PAN M 360 : Vous faites tous les deux partis de La fourmilière, un collectif de rap où pour une vingtaine de membres masculins, il n’y a qu’un membre féminin, soit Xela Edna. La forte majorité au sein même de ce groupe est en quelque sorte un témoignage du boys club au sein même du rap québécois, mais aussi de la musique au sens large. Quelles sont les actions que vous avez concrètement prises pour atteindre la parité, et comment voyez-vous ces actions prendre forme dans le futur ?
Kirouac : La première chose, c’est qu’on se force à avoir énormément de conversations, il faut absolument que les gars se parlent entre eux pour identifier les comportements toxiques. Nous sommes nombreux au sein du collectif, oui, mais il y a des membres avec qui nous sommes plus proches que d’autres, il y en a plusieurs que les choses font en sorte qu’on ne les voit pas souvent. Mais il est important de questionner sa masculinité et de réaliser quel est notre rôle à jouer pour crisser le patriarcat en feu. Et après, c’est toujours difficile dans la mesure où l’on ne veut pas prendre la place de personne et tu ne veux pas parler pour personne d’autre.
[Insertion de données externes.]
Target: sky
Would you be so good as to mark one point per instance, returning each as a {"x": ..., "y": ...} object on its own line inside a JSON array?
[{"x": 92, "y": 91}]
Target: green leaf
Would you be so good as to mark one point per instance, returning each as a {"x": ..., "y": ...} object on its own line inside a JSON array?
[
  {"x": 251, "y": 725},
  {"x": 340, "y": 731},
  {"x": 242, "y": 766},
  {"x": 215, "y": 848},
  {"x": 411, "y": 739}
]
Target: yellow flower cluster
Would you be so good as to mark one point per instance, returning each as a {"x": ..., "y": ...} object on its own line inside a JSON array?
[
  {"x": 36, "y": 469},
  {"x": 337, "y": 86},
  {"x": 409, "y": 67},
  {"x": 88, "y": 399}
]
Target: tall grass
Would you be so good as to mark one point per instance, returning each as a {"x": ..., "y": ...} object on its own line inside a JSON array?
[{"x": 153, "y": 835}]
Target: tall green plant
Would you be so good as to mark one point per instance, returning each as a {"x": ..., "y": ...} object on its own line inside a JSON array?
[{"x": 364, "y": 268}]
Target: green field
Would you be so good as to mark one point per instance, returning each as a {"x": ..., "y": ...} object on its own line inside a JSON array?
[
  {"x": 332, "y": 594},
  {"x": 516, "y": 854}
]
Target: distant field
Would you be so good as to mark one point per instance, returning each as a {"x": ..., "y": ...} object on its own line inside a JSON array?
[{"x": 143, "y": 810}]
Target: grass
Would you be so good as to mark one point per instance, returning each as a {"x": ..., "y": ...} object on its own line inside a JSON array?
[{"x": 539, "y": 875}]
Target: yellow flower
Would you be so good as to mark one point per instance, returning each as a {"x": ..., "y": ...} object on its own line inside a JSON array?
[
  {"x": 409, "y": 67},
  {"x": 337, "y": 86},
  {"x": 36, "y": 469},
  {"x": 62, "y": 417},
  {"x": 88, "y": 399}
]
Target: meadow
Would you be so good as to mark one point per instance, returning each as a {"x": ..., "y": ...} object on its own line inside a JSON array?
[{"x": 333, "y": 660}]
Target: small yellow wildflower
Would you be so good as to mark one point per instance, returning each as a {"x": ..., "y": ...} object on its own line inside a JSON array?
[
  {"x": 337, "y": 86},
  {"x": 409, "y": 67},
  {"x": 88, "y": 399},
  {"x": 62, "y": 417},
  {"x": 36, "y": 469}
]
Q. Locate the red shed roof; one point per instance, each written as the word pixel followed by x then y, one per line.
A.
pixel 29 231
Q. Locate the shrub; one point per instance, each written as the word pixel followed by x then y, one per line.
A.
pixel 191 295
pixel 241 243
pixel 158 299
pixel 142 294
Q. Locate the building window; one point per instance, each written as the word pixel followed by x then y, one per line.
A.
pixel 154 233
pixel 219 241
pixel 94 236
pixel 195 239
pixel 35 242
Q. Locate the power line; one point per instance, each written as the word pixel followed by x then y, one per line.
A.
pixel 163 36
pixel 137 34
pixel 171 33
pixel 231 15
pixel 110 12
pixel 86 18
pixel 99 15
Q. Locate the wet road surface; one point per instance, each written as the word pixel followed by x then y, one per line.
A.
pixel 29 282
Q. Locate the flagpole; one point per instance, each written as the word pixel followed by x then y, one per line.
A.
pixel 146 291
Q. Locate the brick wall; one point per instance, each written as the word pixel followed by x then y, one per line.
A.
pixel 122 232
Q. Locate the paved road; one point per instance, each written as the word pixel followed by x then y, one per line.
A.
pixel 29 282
Kodakludo : Il y a certainement un problème dans le manque de femmes dans le rap, et insidieusement, le boys club fait en sorte qu’il y a une immense pression sur elle quand elles veulent participer. Il faut comprendre nos propres biais, c’est quoi la dynamique d’un boys club… Et une fois que tu repères ces biais, il faut les déconstruire.